Getting to the brink of breakout success hasn't been without its challenges. Diagnosed with ADHD last year after years of being told he was "lazy" at school for daydreaming through lessons, Westerman has also had to overcome periods of depression, self-doubt and writer's block. The latter was the eventual inspiration behind 'Confirmation', a song that Stereogum decoded as about "the modern condition of infinite choice, the debilitating fallout of having everything at your fingertips and having no clue what you want out of it, or what you want to do with once you do make a choice." His next single, 'I Turned Away', was similarly self-probing and honest: "So chameleon, show me your hand," he sings over a romantic, pulsing instrumental. Both tracks were written during a depressive episode brought on by 2016's political implosions, Brexit and Donald Trump's US election win.

Guitar is still how most of Westerman's songs begin life, in songwriting sessions usually late at night ("that's when there's the most quiet, and the possibility of distraction is most limited, just a kinda peace that moves around you"). Writing on guitar he says "is a really good discipline 'cos it forces me to be ruthless with the melodies and the story I'm telling." If the stories contained in his lyrics - dreamily alluding to wasted hours spent "scrabbling up walls" on 'Confirmation' and streets where "everyone looks ill" on 2017's sumptuous 'Roads' - are hard to pin down, that's for good reason. "They have a story to me, but in terms of putting that across, I prefer to hold a little back. I know what it is to me, but it could be something else to you."
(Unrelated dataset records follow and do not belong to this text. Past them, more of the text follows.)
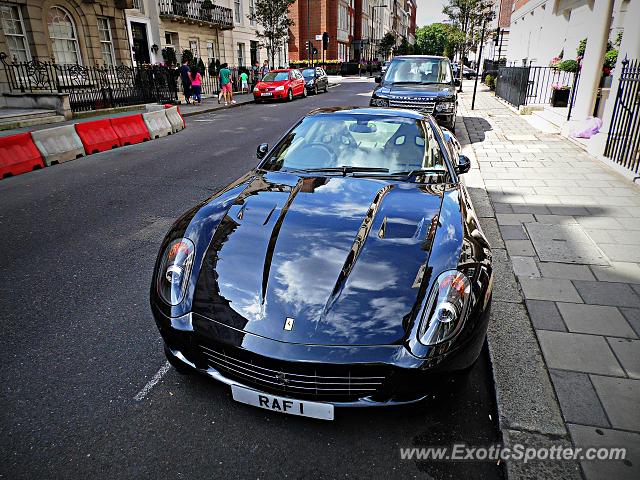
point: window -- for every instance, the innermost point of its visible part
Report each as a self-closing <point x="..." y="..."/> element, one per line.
<point x="106" y="41"/>
<point x="237" y="10"/>
<point x="13" y="28"/>
<point x="64" y="39"/>
<point x="252" y="11"/>
<point x="241" y="56"/>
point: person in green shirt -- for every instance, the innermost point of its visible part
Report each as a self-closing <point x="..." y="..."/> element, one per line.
<point x="244" y="78"/>
<point x="225" y="84"/>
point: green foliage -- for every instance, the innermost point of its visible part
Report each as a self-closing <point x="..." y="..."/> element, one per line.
<point x="610" y="58"/>
<point x="386" y="44"/>
<point x="438" y="39"/>
<point x="187" y="55"/>
<point x="169" y="56"/>
<point x="568" y="66"/>
<point x="582" y="46"/>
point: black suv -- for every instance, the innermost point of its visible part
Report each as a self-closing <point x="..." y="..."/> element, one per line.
<point x="419" y="82"/>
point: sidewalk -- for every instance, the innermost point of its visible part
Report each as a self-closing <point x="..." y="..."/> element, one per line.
<point x="570" y="230"/>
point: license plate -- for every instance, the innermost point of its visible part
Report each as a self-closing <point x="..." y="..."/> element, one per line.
<point x="323" y="411"/>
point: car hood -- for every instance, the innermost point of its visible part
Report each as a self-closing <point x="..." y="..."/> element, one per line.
<point x="392" y="90"/>
<point x="343" y="257"/>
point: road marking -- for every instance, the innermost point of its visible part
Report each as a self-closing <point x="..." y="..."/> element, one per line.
<point x="152" y="383"/>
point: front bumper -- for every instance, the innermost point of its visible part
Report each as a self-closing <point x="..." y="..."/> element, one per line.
<point x="236" y="356"/>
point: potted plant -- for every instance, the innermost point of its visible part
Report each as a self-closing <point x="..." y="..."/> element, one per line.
<point x="560" y="95"/>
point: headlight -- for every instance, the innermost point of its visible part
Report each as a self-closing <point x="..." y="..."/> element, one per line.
<point x="446" y="308"/>
<point x="379" y="102"/>
<point x="445" y="106"/>
<point x="175" y="269"/>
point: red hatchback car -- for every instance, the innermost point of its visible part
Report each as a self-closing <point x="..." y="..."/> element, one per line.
<point x="278" y="84"/>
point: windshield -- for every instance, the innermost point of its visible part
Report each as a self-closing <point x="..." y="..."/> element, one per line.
<point x="275" y="77"/>
<point x="382" y="142"/>
<point x="419" y="70"/>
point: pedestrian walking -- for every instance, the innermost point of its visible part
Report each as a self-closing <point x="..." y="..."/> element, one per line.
<point x="196" y="84"/>
<point x="225" y="82"/>
<point x="264" y="69"/>
<point x="186" y="81"/>
<point x="244" y="80"/>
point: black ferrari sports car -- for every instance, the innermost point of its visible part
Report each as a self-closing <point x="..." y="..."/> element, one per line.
<point x="347" y="269"/>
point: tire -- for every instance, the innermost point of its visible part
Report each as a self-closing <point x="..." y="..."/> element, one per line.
<point x="177" y="365"/>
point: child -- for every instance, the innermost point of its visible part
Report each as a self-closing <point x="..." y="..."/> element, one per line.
<point x="245" y="82"/>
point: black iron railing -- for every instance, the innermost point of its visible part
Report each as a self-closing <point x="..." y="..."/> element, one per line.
<point x="623" y="139"/>
<point x="192" y="10"/>
<point x="93" y="87"/>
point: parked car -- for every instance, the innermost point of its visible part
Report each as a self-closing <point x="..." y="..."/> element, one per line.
<point x="347" y="268"/>
<point x="280" y="84"/>
<point x="316" y="80"/>
<point x="419" y="82"/>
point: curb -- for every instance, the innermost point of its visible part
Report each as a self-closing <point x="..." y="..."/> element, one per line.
<point x="528" y="409"/>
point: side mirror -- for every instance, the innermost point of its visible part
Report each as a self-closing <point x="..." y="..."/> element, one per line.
<point x="464" y="164"/>
<point x="262" y="150"/>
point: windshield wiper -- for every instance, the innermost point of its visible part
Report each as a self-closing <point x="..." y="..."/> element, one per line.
<point x="409" y="174"/>
<point x="344" y="169"/>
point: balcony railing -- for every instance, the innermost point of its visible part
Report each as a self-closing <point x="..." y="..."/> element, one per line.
<point x="191" y="11"/>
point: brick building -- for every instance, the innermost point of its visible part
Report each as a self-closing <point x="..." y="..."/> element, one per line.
<point x="354" y="26"/>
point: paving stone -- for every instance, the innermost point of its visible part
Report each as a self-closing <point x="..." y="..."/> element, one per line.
<point x="564" y="244"/>
<point x="578" y="399"/>
<point x="513" y="232"/>
<point x="633" y="317"/>
<point x="607" y="293"/>
<point x="520" y="247"/>
<point x="618" y="272"/>
<point x="595" y="319"/>
<point x="619" y="397"/>
<point x="553" y="289"/>
<point x="523" y="388"/>
<point x="539" y="469"/>
<point x="587" y="436"/>
<point x="525" y="267"/>
<point x="514" y="218"/>
<point x="545" y="315"/>
<point x="628" y="353"/>
<point x="620" y="253"/>
<point x="505" y="286"/>
<point x="565" y="270"/>
<point x="578" y="352"/>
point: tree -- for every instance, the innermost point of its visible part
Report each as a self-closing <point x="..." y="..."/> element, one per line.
<point x="273" y="16"/>
<point x="386" y="44"/>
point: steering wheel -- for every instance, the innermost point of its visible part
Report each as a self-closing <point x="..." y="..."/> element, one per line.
<point x="310" y="156"/>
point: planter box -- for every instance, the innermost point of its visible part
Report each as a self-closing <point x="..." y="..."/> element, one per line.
<point x="560" y="98"/>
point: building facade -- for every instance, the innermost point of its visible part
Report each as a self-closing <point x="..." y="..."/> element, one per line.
<point x="65" y="31"/>
<point x="223" y="33"/>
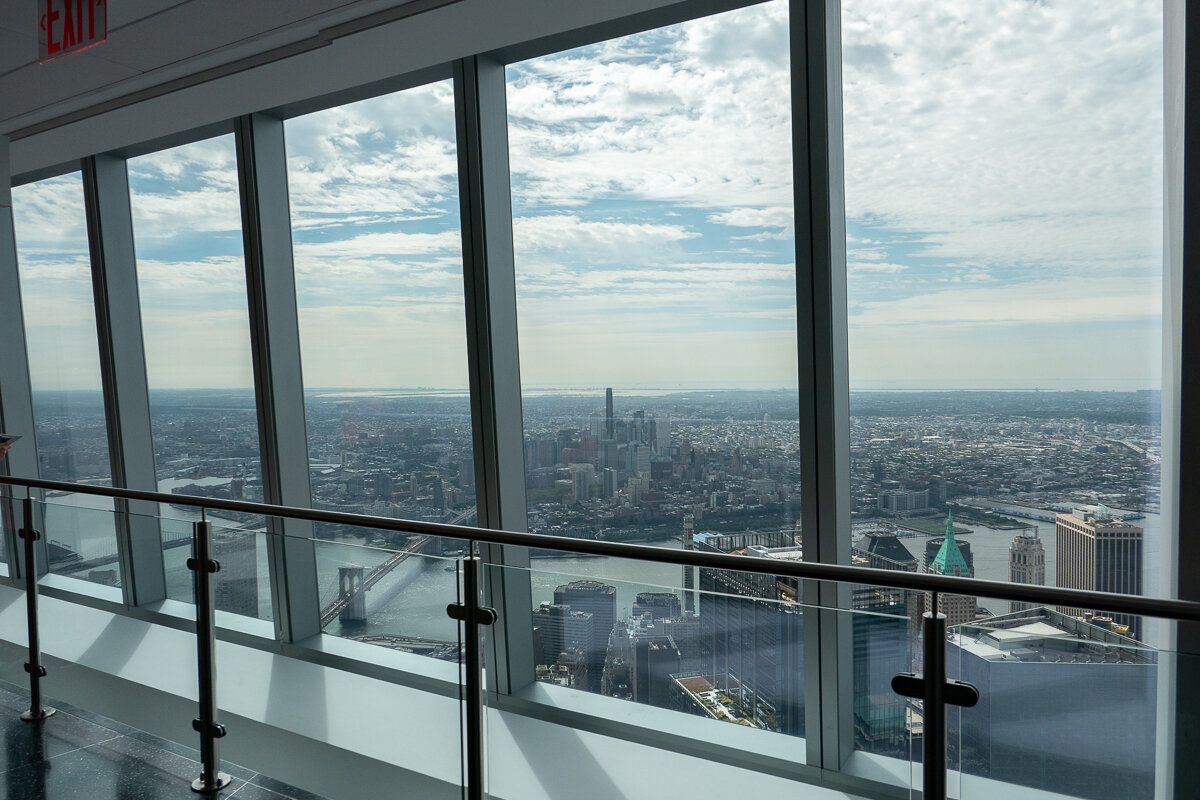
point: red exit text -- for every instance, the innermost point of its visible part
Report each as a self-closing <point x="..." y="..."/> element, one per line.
<point x="71" y="25"/>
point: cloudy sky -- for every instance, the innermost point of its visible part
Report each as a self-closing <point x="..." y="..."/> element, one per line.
<point x="1003" y="192"/>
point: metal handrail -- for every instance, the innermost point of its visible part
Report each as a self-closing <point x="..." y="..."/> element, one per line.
<point x="1177" y="609"/>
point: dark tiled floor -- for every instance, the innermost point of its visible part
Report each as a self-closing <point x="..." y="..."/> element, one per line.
<point x="79" y="755"/>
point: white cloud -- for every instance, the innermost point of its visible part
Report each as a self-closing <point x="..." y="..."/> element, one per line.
<point x="1005" y="131"/>
<point x="1047" y="301"/>
<point x="697" y="114"/>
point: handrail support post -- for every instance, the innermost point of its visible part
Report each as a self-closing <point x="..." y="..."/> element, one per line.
<point x="205" y="566"/>
<point x="37" y="711"/>
<point x="473" y="615"/>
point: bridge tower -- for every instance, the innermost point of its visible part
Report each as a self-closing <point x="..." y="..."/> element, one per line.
<point x="349" y="584"/>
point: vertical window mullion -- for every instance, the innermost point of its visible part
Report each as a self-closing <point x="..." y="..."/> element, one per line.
<point x="124" y="374"/>
<point x="1179" y="684"/>
<point x="490" y="284"/>
<point x="823" y="370"/>
<point x="16" y="391"/>
<point x="279" y="388"/>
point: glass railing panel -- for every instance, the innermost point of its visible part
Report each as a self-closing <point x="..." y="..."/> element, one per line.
<point x="1066" y="705"/>
<point x="81" y="536"/>
<point x="729" y="647"/>
<point x="393" y="594"/>
<point x="243" y="584"/>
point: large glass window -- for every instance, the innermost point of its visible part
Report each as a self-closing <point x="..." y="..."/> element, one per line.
<point x="378" y="263"/>
<point x="1003" y="208"/>
<point x="657" y="302"/>
<point x="64" y="371"/>
<point x="196" y="325"/>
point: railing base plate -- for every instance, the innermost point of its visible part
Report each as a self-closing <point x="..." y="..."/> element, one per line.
<point x="29" y="716"/>
<point x="198" y="785"/>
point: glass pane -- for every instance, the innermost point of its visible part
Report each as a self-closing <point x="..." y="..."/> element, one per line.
<point x="655" y="282"/>
<point x="375" y="202"/>
<point x="81" y="535"/>
<point x="195" y="319"/>
<point x="243" y="585"/>
<point x="1065" y="707"/>
<point x="64" y="370"/>
<point x="1003" y="200"/>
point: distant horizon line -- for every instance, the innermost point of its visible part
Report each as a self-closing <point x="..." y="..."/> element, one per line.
<point x="636" y="391"/>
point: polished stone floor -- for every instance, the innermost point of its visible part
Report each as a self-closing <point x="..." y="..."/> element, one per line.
<point x="79" y="755"/>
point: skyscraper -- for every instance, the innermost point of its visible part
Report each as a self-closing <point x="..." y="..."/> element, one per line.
<point x="951" y="559"/>
<point x="607" y="414"/>
<point x="1026" y="563"/>
<point x="1102" y="554"/>
<point x="599" y="600"/>
<point x="689" y="572"/>
<point x="751" y="633"/>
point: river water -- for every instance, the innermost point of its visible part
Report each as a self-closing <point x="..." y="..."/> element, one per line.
<point x="412" y="599"/>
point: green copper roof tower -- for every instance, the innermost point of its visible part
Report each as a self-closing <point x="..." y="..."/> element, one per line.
<point x="949" y="558"/>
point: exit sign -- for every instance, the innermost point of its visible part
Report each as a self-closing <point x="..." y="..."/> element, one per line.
<point x="70" y="25"/>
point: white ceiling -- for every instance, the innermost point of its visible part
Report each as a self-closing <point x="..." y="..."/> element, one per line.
<point x="149" y="42"/>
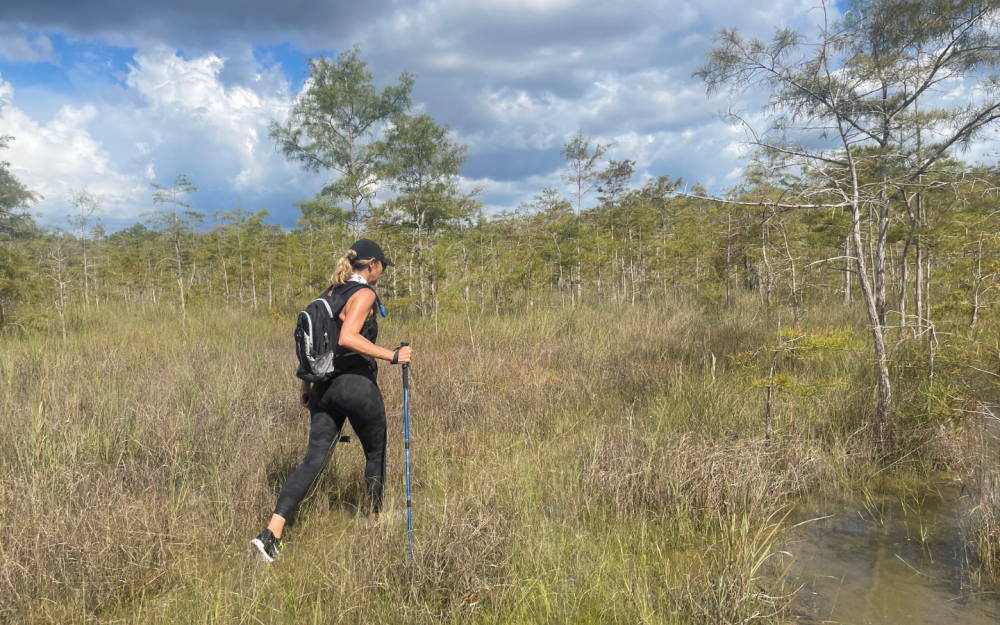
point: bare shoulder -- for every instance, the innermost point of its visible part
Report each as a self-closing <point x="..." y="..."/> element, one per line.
<point x="363" y="297"/>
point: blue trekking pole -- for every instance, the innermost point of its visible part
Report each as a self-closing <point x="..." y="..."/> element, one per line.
<point x="406" y="434"/>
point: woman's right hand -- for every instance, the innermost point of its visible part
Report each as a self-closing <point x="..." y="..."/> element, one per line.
<point x="405" y="353"/>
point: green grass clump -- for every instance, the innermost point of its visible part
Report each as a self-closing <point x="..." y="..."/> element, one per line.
<point x="581" y="466"/>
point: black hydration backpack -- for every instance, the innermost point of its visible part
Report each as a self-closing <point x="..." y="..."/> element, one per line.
<point x="317" y="332"/>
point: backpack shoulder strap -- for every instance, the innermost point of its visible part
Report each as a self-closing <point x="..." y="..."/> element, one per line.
<point x="339" y="295"/>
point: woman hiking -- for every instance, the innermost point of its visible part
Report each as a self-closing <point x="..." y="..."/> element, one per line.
<point x="352" y="394"/>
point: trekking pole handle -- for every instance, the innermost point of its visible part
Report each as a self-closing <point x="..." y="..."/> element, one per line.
<point x="406" y="367"/>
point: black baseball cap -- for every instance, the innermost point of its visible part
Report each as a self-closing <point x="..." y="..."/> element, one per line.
<point x="366" y="248"/>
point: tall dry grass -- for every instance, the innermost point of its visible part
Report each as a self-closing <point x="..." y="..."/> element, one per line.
<point x="584" y="466"/>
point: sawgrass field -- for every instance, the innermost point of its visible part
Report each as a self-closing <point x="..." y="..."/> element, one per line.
<point x="586" y="465"/>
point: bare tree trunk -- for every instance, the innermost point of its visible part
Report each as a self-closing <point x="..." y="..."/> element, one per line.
<point x="791" y="264"/>
<point x="848" y="285"/>
<point x="884" y="384"/>
<point x="253" y="284"/>
<point x="979" y="283"/>
<point x="420" y="264"/>
<point x="767" y="265"/>
<point x="180" y="276"/>
<point x="729" y="258"/>
<point x="919" y="283"/>
<point x="86" y="277"/>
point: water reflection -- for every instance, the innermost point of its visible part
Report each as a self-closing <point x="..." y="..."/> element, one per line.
<point x="898" y="558"/>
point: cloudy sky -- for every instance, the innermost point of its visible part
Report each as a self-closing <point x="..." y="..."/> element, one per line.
<point x="115" y="94"/>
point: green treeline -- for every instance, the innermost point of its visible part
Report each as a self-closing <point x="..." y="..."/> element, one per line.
<point x="853" y="193"/>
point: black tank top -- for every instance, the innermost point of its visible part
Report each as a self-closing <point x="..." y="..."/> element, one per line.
<point x="345" y="359"/>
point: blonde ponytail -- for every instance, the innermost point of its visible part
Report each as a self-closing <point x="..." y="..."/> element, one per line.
<point x="348" y="264"/>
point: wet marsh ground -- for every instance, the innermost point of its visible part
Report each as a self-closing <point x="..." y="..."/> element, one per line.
<point x="579" y="466"/>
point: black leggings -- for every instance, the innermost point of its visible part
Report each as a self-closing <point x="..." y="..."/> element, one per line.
<point x="351" y="396"/>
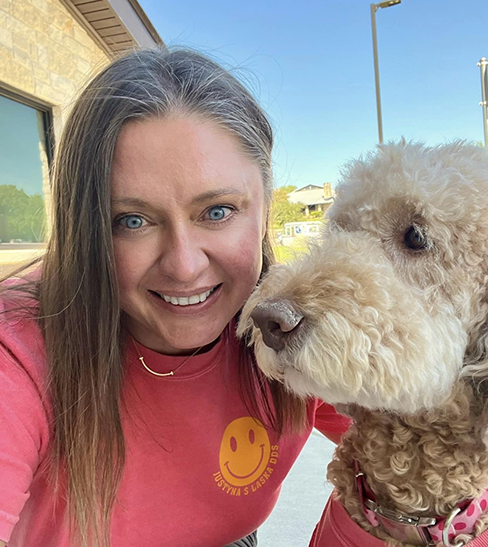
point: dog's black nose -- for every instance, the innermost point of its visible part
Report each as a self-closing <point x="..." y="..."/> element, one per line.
<point x="277" y="320"/>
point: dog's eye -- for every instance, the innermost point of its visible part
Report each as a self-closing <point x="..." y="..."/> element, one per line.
<point x="415" y="238"/>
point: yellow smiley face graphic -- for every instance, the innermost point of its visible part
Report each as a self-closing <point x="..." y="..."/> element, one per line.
<point x="244" y="452"/>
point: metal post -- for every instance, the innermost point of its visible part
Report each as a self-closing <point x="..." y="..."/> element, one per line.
<point x="484" y="95"/>
<point x="374" y="7"/>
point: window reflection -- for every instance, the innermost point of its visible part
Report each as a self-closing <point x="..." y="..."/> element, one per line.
<point x="24" y="183"/>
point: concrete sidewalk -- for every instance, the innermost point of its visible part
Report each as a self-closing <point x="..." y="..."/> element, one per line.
<point x="303" y="498"/>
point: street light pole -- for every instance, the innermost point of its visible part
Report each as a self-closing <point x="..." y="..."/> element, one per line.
<point x="374" y="9"/>
<point x="483" y="64"/>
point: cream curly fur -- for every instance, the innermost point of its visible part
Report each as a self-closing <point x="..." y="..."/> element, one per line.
<point x="397" y="337"/>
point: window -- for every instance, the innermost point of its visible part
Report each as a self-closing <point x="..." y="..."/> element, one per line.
<point x="25" y="155"/>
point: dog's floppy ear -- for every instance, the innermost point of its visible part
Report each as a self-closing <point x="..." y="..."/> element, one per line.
<point x="476" y="356"/>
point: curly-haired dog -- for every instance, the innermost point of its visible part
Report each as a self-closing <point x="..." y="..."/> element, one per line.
<point x="388" y="318"/>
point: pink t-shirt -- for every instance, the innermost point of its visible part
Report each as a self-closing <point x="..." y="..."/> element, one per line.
<point x="337" y="529"/>
<point x="200" y="472"/>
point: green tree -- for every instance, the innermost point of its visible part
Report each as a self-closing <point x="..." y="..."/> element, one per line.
<point x="282" y="210"/>
<point x="21" y="216"/>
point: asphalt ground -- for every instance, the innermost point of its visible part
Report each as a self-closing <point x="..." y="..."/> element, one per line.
<point x="303" y="497"/>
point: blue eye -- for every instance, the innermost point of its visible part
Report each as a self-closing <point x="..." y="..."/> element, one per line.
<point x="132" y="222"/>
<point x="218" y="212"/>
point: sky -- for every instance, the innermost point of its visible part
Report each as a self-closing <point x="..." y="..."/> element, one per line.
<point x="310" y="65"/>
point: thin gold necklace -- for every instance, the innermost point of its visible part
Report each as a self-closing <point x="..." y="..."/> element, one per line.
<point x="163" y="374"/>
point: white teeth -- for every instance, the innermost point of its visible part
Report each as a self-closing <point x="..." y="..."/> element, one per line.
<point x="186" y="300"/>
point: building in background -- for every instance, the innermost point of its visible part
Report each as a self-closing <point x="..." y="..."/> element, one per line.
<point x="48" y="50"/>
<point x="313" y="197"/>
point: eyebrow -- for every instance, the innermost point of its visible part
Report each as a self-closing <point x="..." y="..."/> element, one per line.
<point x="206" y="196"/>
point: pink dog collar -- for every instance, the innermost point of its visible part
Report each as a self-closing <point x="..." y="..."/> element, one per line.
<point x="421" y="530"/>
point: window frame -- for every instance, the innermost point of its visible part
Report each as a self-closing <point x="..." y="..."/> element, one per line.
<point x="41" y="106"/>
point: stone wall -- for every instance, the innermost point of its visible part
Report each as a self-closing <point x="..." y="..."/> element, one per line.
<point x="47" y="55"/>
<point x="45" y="52"/>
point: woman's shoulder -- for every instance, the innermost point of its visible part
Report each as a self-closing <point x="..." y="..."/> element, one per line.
<point x="21" y="340"/>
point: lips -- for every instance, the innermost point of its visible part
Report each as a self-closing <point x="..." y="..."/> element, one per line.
<point x="182" y="304"/>
<point x="185" y="300"/>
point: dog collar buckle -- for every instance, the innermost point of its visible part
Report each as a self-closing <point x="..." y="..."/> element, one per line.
<point x="406" y="528"/>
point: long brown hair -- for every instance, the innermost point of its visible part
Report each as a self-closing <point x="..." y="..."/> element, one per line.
<point x="78" y="294"/>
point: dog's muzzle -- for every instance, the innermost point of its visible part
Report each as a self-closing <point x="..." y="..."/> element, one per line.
<point x="278" y="321"/>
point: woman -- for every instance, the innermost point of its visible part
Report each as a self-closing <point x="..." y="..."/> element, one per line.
<point x="129" y="412"/>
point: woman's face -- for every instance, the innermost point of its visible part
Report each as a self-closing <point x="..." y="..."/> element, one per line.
<point x="189" y="218"/>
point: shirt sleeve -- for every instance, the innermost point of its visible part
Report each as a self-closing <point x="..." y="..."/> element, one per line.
<point x="329" y="422"/>
<point x="24" y="437"/>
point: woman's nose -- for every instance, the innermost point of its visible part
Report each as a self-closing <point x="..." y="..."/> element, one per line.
<point x="184" y="258"/>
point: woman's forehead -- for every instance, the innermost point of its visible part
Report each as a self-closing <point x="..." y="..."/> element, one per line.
<point x="189" y="155"/>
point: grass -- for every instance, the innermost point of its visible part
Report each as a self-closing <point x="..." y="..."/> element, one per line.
<point x="285" y="254"/>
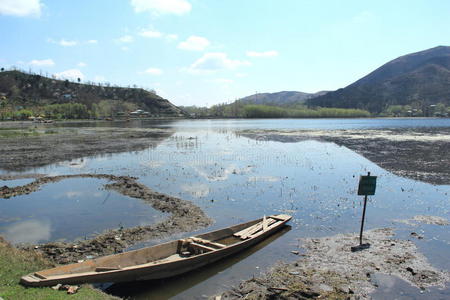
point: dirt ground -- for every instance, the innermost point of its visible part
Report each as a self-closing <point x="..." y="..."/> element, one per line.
<point x="418" y="153"/>
<point x="24" y="149"/>
<point x="330" y="270"/>
<point x="184" y="217"/>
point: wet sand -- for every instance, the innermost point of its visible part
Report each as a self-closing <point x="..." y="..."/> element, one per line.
<point x="184" y="217"/>
<point x="417" y="153"/>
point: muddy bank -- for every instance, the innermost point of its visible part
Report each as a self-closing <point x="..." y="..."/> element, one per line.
<point x="419" y="153"/>
<point x="184" y="217"/>
<point x="329" y="270"/>
<point x="36" y="147"/>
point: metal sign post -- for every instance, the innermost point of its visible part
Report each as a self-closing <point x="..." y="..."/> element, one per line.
<point x="367" y="186"/>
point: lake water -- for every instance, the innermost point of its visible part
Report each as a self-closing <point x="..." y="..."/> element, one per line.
<point x="235" y="179"/>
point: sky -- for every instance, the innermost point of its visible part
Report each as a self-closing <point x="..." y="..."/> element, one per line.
<point x="204" y="52"/>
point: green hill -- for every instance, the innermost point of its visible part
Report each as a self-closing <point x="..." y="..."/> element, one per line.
<point x="280" y="98"/>
<point x="417" y="82"/>
<point x="19" y="90"/>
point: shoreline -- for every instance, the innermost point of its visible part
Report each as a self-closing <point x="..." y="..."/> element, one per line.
<point x="184" y="217"/>
<point x="329" y="270"/>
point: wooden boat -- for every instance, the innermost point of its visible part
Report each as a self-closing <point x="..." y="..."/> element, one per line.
<point x="164" y="260"/>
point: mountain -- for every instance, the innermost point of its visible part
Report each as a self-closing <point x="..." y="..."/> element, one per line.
<point x="32" y="90"/>
<point x="280" y="98"/>
<point x="419" y="79"/>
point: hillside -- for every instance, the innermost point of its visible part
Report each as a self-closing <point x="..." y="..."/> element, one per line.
<point x="31" y="90"/>
<point x="280" y="98"/>
<point x="418" y="80"/>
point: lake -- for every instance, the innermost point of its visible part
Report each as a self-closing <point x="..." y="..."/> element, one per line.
<point x="235" y="179"/>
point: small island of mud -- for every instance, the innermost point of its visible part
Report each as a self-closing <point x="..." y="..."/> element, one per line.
<point x="417" y="153"/>
<point x="184" y="217"/>
<point x="30" y="147"/>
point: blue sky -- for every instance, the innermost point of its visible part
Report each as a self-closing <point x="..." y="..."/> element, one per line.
<point x="203" y="52"/>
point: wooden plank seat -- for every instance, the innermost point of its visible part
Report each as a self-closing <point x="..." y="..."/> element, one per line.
<point x="106" y="269"/>
<point x="252" y="230"/>
<point x="201" y="247"/>
<point x="207" y="242"/>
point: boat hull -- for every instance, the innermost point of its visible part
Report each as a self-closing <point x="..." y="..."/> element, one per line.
<point x="152" y="270"/>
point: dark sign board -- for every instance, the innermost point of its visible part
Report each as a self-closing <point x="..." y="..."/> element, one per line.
<point x="367" y="185"/>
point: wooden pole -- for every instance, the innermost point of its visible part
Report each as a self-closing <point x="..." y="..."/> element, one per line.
<point x="362" y="221"/>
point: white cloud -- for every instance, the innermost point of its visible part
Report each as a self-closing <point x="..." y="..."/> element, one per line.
<point x="222" y="80"/>
<point x="125" y="39"/>
<point x="363" y="17"/>
<point x="171" y="37"/>
<point x="270" y="53"/>
<point x="20" y="8"/>
<point x="72" y="74"/>
<point x="159" y="7"/>
<point x="150" y="33"/>
<point x="67" y="43"/>
<point x="214" y="61"/>
<point x="99" y="78"/>
<point x="42" y="63"/>
<point x="194" y="43"/>
<point x="153" y="71"/>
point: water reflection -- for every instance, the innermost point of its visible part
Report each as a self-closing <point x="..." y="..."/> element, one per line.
<point x="71" y="209"/>
<point x="30" y="231"/>
<point x="314" y="181"/>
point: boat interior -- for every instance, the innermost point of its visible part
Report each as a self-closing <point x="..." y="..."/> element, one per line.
<point x="171" y="251"/>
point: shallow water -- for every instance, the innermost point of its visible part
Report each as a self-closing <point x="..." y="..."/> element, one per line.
<point x="235" y="179"/>
<point x="70" y="209"/>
The rest of 2018 is going to see the Londoner continue to write, record and release, between exciting plans for live shows and big festival dates at home and abroad. "I wanna keep developing what I'm trying to do and get a more and more clear distillation of what the art is I'm making. It's an ongoing process," he admits, before returning once more to the philosophy his sound owes it all to. "I feel like I'm slowly starting to develop a palette that's my own. Finding the right colours, it can be a rabbit hole. But it's definitely getting there." Westerman's canvas, you feel, is infinite.